DamageLensAI / README.md
junaid17's picture
Update README.md
1ca92cb verified
---
title: DamageLensAI
sdk: docker
emoji:
colorFrom: red
colorTo: purple
pinned: true
---
# 🚗 DamageLens: AI-Powered Car Damage Detection
[![Python 3.11+](https://img.shields.io/badge/Python-3.11%2B-brightgreen)](https://python.org)
[![PyTorch](https://img.shields.io/badge/PyTorch-2.0%2B-red)](https://pytorch.org)
[![FastAPI](https://img.shields.io/badge/FastAPI-Latest-teal)](https://fastapi.tiangolo.com)
[![CI Pipeline](https://github.com/junaidariie/DamageLensAI/actions/workflows/ci.yaml/badge.svg)](https://github.com/junaidariie/DamageLensAI/actions/workflows/ci.yaml)
[![License](https://img.shields.io/badge/License-MIT-orange)](LICENSE)
---
## ⚠️ Important Notes
> **Cold Startup Time**: The API may take **4-5 minutes** on the first request to warm up the models. Subsequent predictions will be significantly faster.
> **Model Size**: The Fusion model is computationally intensive. Individual predictions typically complete in 30-60 seconds depending on hardware.
---
**APP LINK** : https://junaidariie.github.io/DamageLensAI/
**HF REPO** : https://huggingface.co/spaces/junaid17/DamageLensAI/tree/main
---
## 📋 Table of Contents
- [Overview](#-overview)
- [Features](#-features)
- [Architecture](#-architecture)
- [Model Performance](#-model-performance)
- [CI Pipeline](#-ci-pipeline)
- [Setup & Installation](#-setup--installation)
- [Usage](#-usage)
- [API Documentation](#-api-documentation)
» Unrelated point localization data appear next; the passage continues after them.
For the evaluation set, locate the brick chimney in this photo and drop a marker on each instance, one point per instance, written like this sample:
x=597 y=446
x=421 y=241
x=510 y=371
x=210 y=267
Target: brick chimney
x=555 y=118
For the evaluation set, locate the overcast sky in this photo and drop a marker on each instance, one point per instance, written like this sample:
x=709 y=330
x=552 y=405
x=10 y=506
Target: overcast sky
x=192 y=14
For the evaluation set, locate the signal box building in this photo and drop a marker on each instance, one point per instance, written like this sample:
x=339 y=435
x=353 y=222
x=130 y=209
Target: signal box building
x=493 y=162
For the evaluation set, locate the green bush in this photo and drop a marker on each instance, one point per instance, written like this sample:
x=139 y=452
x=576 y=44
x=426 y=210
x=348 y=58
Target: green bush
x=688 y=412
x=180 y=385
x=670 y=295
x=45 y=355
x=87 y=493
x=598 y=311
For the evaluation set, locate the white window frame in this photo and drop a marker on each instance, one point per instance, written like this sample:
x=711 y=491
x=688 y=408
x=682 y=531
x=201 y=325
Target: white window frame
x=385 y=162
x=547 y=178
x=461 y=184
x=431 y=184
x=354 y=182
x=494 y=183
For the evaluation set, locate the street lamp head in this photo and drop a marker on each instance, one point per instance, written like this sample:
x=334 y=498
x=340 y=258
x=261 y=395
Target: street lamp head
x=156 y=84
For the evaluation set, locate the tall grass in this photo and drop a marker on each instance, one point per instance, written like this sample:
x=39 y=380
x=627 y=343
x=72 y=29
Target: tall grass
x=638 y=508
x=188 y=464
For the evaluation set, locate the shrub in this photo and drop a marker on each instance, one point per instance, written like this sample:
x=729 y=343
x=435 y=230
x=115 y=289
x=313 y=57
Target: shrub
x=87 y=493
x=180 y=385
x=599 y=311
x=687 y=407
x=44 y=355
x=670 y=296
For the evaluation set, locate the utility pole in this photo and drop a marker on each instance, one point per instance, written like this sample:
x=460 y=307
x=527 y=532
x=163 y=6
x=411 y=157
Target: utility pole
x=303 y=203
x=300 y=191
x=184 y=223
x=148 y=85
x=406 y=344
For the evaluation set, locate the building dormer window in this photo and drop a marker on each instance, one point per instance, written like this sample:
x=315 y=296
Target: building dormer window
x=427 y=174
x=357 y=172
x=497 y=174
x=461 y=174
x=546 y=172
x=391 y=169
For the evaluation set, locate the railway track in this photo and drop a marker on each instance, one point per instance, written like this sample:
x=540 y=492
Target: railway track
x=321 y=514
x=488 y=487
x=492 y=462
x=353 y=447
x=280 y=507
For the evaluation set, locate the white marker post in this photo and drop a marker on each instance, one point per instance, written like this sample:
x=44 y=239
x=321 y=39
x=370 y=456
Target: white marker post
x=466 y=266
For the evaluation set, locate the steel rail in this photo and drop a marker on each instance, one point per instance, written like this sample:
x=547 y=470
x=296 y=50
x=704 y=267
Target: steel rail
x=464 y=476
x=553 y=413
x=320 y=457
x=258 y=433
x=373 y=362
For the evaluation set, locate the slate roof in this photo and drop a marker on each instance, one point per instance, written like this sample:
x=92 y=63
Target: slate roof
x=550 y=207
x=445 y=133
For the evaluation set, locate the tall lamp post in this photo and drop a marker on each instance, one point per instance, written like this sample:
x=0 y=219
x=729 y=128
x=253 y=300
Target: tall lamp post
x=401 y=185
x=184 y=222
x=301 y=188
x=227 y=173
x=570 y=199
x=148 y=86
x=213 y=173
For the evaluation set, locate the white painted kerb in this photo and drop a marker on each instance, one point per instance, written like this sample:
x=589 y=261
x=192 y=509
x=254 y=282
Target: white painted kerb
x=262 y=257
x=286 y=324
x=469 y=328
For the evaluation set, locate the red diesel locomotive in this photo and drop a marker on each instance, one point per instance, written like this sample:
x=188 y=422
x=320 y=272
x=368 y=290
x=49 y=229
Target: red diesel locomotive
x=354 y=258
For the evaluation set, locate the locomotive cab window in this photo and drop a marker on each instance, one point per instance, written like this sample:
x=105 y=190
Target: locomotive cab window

- [Model Optimization](#-model-optimization)
- [Dataset & Training](#-dataset--training)
- [Web UI Features](#-web-ui-features)
- [Directory Structure](#-directory-structure)
- [Limitations & Known Issues](#-limitations--known-issues)
---
## 🎯 Overview
**DamageLens** is an advanced AI system for detecting and classifying car damage using multi-model fusion architecture. It combines the power of **ResNet-18**, **EfficientNet-V2-S**, and **ConvNeXt-Small** to achieve robust damage classification across vehicle front and rear sections.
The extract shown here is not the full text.